As the re-allocation projects begin to take shape, you'll want to properly manage those projects. There are time-tested project management techniques, such as PERT (Program Evaluation and Review Technique) and CPM (Critical Path Method) which have been used in wide variety of projects, such as
- Research and development of new products and processes
- Facility construction
- Maintenance of large and complex equipment
- Design and installation of new systems
In projects of this type, activities are never strictly linear, but tend to occur dynamically and dependent on other events. The complexity of the interactions has doomed many well-conceived projects to long-term failure because of concessions that had to be made to deal with last-minute problems that popped up because of poor execution and management of the project. PERT and CPM help you avoid these pitfalls and deliver projects on time and on budget, which is necessary for the project to deliver its anticipated pro forma return on investment.

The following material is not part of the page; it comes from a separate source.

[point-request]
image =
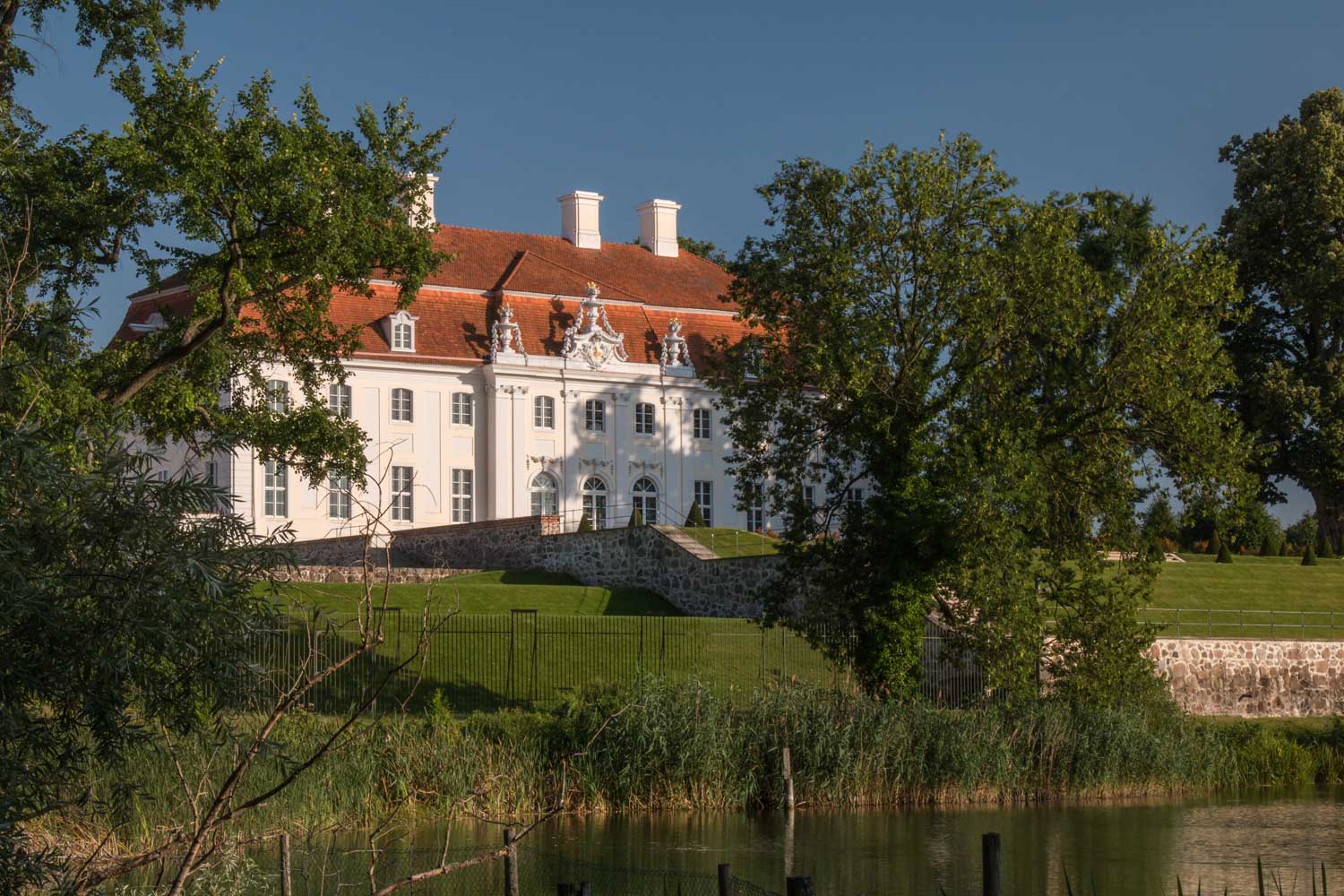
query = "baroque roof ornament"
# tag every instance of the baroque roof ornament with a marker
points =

Also, there are tools that help you evaluate your re-allocation project prior to and during the implementation. One such tool that you may consider are computer modeling programs that help you determine the optimal layout or expansion of your facility or an individual process. Here again, Penn State expert resources are available, as Jose Ventura, a successful researcher and consultant in process design and optimization here at Penn State, has agreed to extend his research to the wood products industry when we find the right opportunities.

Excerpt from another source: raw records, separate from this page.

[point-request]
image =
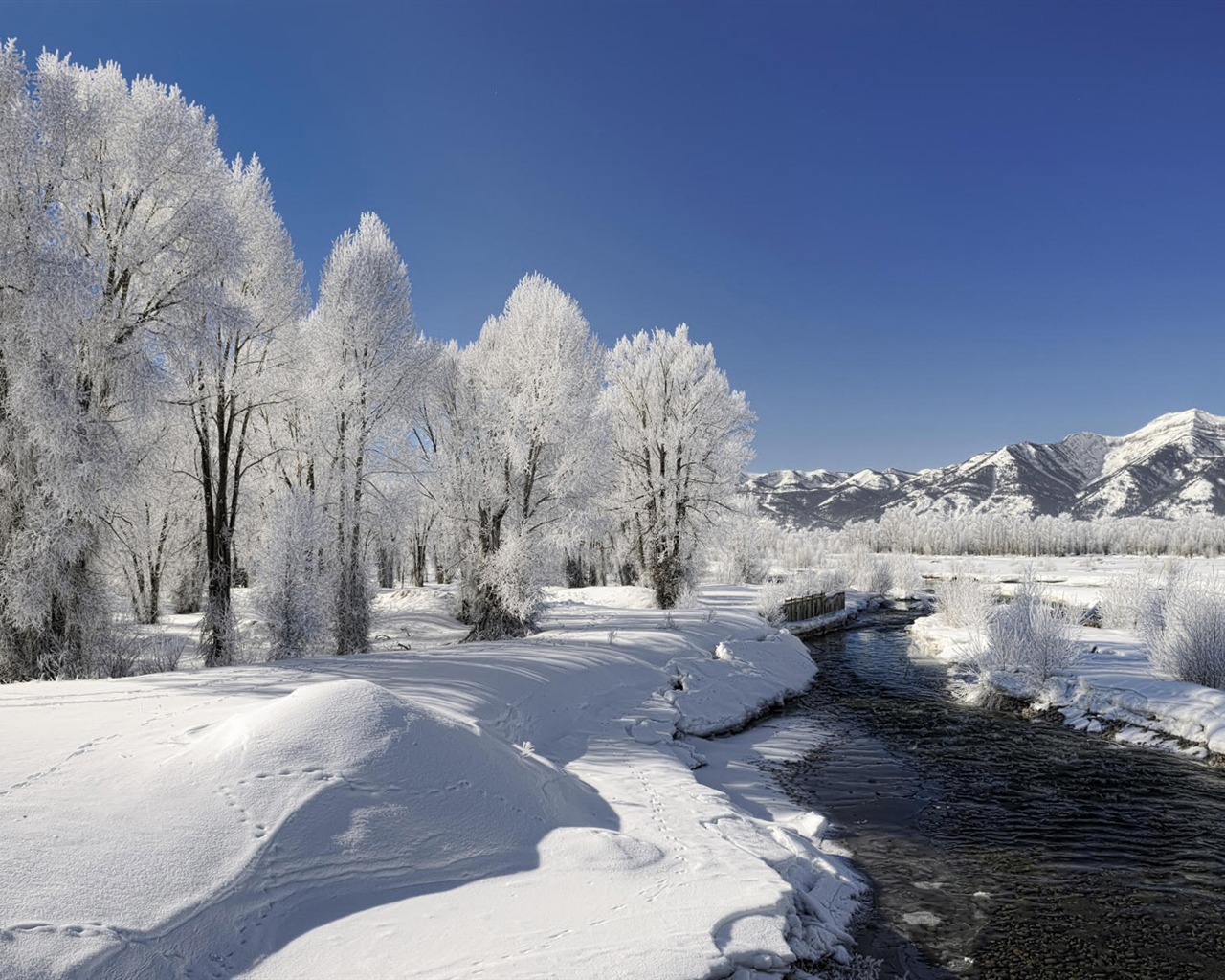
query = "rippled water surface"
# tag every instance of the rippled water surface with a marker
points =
(1009, 848)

Finally, to wrap up this series, I must comment on the value of your workforce in the whole effort to re-engineer your company. All of the tools we've discussed in this series draw on the experience of your people. Any productivity tool, consulting analysis, or software program that is marketed as a solution independent of your company's existing base of knowledge is highly unlikely to bring you any true value. All these tools should be looked at as things to fine-tune your efforts, much as a calculator sharpens up the balancing of your bankbook. True, they do deliver a method of dealing with incredible complexity, and they do it well when implemented as a part of a team effort within your organization. But their value depends on employee involvement and ownership of the tool and project. Because of this, any consideration you may give to using OR tools in managing your business should begin with a committed effort to train your employees on the project to be undertaken, using their input before finalizing project details, and defining beforehand the benefit to them of a successful project. In The Goal, the management team understood that it had three months to turn the plant around or it was going to be shut down. We hope that you're not facing such dire straits, but even so, your mission has got to be just as clear all the way through the ranks. If you make it so, your project will succeed, and you'll reap the profits for years to come.